10

The ^parameterize method allows one to parameterize a class with some given information, such as a role.

my role A[::T = Mu] { }

my class B {
    method ^parameterize(Mu \base, Mu \type) {
        my \what := base.^mixin(A[type]);
        what.^set_name(base.^name ~ '[' ~ type.^name ~ ']');
        what
    }
}

dd B[Int];        # B[Int]
dd B[Int].^roles; # (A[Int],)

However, I haven't been able to find a way to make the unparameterized version of B do the unparameterized version of role A.

dd B;        # B
dd B.^roles; # (), want to see (A[Mu],)

I tried to add a ^compose method, but that only gets called if the class is parameterized.

Suggestions very welcome!

8

I've come to the conclusion that you can't (at least not in the foreseeable future).

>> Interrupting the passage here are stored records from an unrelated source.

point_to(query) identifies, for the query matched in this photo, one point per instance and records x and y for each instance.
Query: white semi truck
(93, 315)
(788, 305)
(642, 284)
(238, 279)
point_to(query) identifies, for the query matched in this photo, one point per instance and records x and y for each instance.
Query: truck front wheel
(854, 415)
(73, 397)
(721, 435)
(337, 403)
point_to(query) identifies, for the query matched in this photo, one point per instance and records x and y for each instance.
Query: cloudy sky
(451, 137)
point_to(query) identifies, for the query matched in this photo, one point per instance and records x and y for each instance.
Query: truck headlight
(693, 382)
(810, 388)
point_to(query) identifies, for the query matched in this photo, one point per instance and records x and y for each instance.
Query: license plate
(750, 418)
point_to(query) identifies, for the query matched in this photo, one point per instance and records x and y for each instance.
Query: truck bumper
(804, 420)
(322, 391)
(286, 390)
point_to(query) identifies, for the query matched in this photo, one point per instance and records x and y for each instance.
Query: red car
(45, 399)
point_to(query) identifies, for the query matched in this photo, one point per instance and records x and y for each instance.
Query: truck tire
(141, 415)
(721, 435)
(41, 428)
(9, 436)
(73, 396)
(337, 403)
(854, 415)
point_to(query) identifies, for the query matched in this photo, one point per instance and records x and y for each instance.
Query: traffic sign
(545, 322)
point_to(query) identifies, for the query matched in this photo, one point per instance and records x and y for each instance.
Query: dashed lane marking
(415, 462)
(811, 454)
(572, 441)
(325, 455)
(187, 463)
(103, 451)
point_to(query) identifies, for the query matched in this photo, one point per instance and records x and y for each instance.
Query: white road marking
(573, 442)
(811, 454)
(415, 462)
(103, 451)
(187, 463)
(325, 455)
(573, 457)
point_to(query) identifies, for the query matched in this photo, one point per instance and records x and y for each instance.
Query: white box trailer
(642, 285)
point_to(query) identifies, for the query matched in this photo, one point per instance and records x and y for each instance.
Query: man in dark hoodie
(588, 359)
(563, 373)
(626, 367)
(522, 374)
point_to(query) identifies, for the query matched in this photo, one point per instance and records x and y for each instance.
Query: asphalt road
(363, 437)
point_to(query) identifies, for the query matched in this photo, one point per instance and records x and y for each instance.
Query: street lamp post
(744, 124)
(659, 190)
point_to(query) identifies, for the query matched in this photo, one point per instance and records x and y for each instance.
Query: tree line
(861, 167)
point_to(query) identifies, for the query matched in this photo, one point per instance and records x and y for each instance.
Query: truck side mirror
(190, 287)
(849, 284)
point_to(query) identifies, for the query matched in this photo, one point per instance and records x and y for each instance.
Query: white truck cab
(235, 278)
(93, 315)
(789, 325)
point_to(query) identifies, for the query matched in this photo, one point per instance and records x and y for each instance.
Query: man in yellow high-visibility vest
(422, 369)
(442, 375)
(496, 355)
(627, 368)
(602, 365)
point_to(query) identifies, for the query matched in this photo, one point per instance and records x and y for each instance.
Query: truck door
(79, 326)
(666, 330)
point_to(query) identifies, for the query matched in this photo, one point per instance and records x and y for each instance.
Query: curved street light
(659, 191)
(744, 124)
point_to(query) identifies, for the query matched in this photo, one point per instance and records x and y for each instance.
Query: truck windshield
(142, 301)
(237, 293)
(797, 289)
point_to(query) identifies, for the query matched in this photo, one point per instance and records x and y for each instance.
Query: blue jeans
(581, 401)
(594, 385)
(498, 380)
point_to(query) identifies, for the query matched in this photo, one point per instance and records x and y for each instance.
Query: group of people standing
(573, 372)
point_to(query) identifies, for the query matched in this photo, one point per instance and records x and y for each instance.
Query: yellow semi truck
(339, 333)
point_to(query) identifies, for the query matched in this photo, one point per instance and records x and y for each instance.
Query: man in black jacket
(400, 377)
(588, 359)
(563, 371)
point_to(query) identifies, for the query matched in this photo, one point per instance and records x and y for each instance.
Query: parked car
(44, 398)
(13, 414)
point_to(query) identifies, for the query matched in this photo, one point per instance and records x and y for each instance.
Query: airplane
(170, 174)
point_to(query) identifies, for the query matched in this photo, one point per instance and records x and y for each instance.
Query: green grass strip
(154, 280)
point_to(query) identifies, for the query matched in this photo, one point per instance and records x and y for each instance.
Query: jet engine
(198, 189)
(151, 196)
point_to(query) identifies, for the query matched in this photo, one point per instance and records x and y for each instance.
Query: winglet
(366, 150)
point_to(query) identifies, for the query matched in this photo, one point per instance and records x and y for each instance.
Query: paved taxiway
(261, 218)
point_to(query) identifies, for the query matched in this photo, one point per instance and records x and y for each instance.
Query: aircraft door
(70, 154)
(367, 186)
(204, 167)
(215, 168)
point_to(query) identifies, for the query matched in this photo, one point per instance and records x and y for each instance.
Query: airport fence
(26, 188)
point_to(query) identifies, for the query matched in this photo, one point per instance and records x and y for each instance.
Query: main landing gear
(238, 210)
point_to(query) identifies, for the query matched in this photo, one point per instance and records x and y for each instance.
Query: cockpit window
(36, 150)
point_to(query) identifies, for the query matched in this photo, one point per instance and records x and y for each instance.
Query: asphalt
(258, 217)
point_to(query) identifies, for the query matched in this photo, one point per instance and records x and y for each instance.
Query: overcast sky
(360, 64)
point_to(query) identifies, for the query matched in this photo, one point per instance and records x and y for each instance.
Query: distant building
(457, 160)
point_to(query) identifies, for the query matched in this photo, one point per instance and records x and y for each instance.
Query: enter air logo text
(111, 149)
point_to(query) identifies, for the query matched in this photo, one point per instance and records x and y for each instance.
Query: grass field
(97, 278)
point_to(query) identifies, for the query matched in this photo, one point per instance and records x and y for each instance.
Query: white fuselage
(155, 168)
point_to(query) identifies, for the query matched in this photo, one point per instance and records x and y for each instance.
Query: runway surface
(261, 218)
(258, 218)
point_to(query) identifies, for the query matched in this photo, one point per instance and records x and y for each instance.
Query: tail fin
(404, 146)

So I took a step back to see what I actually wanted to achieve. And that turned out to be possible:

my role A[::T] {
    method foobar() { T }
}

my class B {
    method foobar() { Mu }

    method ^parameterize(Mu \base, Mu \type) {
        my \what := base.^mixin(A[type]);
        what.^set_name(base.^name ~ '[' ~ type.^name ~ ']');
        what
    }
}

dd B.foobar;       # Mu
dd B[Int].foobar;  # Int

The method foobar is by default supplied by the B class. If one parameterizes the B class, it will mix in another version of the foobar method (which shadows the original method), which returns the type given with the parameterization.

In the end, this gave me the framework for allowing parameterization of QuantHashes, a long standing request of my own, and recently others.